A neural network forward pass is the process of feeding input data through the network to produce a prediction or output. The network consists of an input layer, one or more hidden layers, and an output layer. During a forward pass, data flows from left to right through these interconnected layers of neurons.
The first step in a neural network forward pass is calculating the weighted sum for each neuron. For each neuron, we multiply each input value by its corresponding weight, sum these products, and add a bias term. Mathematically, this is represented as z equals the sum of w_i times x_i plus b, where w_i is the weight for input i, x_i is the input value, and b is the bias term.
The second step in a forward pass is applying an activation function to the weighted sum. This introduces non-linearity, allowing the network to learn complex patterns. Common activation functions include ReLU, which outputs the maximum of zero and the input; Sigmoid, which maps inputs to values between 0 and 1; and Tanh, which maps inputs to values between -1 and 1. The output of the activation function becomes the input for the next layer.
Let's put everything together to understand the complete forward pass process. First, input data X enters the network through the input layer. Then, for each hidden layer, we calculate the weighted sum z and apply an activation function to get a. This process repeats through all hidden layers. Finally, the output layer produces the prediction Y-hat, which could be class probabilities for classification tasks or predicted values for regression tasks. The entire process flows from left to right, with each layer building upon the computations of the previous layer.

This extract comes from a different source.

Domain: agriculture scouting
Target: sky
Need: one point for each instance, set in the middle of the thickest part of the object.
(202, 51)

To summarize what we've learned about neural network forward pass: First, it's the process that transforms input data into predictions by passing information through interconnected layers. Second, each neuron computes a weighted sum of inputs plus a bias term. Third, activation functions introduce non-linearity, which enables the network to learn complex patterns. Fourth, data flows sequentially through the network from input to output layers. Finally, the output format depends on the specific task, such as classification probabilities or regression values.